Religion is a social phenomenon with a variety of functions. It may help people cope with life’s problems, establish moral beliefs and behaviors, provide a sense of community, connect them to tradition or history, or even affect health and well-being. But some people dismiss religion as antiquated practices and a source of conflict, while others embrace it as an essential part of their lives. In either case, there is no question that religion is far more widespread than many people realize.
Throughout human history, religion has left a strong imprint on culture and politics. Religious beliefs and practices have influenced language, music, art, dress code, food, and countless other aspects of daily life. The most profound and lasting influence of religion, however, may be in the way it shapes and empowers a person. This is evident in the many ways that people enlist religious beliefs to help them achieve their goals: as sources of strength and courage, as models for personal growth and success, as a framework for moral behavior, and as an explanation of why things happen (cf. Smith 2001).
The word religion comes from the Latin religio, which means “scrupulousness,” “spiritual observance,” or “a feeling of devotion and piety.” Religion is also a social genus that exists in some cultures but not in all; for example, it is common for people today to worship multiple gods or to lack views of an afterlife or supernatural beings. Smith defines religion as a complex of culturally prescribed rituals based on premises about the existence and nature of superhuman powers, in the hope of realizing human goods and avoiding bad outcomes.
Other scholars have developed definitions of religion that use either substantive or functional criteria. Edward Tylor, for example, defined it as belief in spiritual beings, and Paul Tillich used ultimate concern. These single criterion monothetic definitions were intended to undermine assumptions that the world’s indigenous peoples, as depicted by missionaries in Europe, were less intelligent than Europeans.

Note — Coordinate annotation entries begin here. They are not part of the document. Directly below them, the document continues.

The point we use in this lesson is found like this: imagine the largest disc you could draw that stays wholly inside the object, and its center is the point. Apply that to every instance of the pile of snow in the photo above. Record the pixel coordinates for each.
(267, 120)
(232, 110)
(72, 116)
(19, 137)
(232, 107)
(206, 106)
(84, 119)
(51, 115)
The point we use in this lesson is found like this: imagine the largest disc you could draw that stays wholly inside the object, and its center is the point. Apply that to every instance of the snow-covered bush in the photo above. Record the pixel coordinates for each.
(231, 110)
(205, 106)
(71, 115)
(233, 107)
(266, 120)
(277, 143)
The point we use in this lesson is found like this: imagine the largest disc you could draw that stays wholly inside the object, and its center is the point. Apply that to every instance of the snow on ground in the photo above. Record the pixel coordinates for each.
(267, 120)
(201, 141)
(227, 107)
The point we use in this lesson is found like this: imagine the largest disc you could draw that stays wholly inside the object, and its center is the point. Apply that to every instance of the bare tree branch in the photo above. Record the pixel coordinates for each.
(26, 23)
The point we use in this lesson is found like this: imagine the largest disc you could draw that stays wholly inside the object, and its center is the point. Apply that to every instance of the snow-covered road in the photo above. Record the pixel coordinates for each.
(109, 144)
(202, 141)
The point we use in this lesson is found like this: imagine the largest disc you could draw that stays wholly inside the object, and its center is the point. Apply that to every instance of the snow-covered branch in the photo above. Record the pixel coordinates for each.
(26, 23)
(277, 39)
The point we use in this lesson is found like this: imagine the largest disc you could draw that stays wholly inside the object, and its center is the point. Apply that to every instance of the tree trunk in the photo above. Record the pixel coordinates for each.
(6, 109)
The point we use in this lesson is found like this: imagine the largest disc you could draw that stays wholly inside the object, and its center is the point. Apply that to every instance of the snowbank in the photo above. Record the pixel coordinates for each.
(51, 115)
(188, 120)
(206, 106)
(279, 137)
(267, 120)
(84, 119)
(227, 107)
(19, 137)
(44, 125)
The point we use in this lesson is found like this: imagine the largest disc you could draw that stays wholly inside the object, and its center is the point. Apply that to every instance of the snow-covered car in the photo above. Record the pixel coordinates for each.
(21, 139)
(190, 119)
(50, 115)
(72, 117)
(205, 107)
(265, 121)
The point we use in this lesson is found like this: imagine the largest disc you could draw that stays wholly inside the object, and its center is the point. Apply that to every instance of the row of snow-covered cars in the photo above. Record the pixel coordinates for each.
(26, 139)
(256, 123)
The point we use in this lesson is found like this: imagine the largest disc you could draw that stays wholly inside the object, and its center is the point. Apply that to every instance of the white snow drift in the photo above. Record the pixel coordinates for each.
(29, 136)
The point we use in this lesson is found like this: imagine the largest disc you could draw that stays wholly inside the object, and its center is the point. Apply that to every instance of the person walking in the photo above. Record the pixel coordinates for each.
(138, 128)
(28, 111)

A more recent development in the study of religion has been the reflexive turn, which seeks to expose how the concept of religion has been constructed and to examine its power in society. This movement has been largely driven by the work of Talal Asad, who urges scholars to shift their attention to how the concept of religion is inherently political and how assumptions baked into the concept shape our understanding of historical realities.
Smith argues that the primary purpose of religion is to create and sustain a formative causal power, which generates and strengthens cultural and political movements. He identifies secondary features and powers such as identity, community, meaning and expression, social control, and legitimacy as the cause of this power and argues that religion is not unique in possessing these characteristics. But he adds that other aspects of social life, such as the physical culture of the group and its evaluative systems, can produce similar forms of power and influence.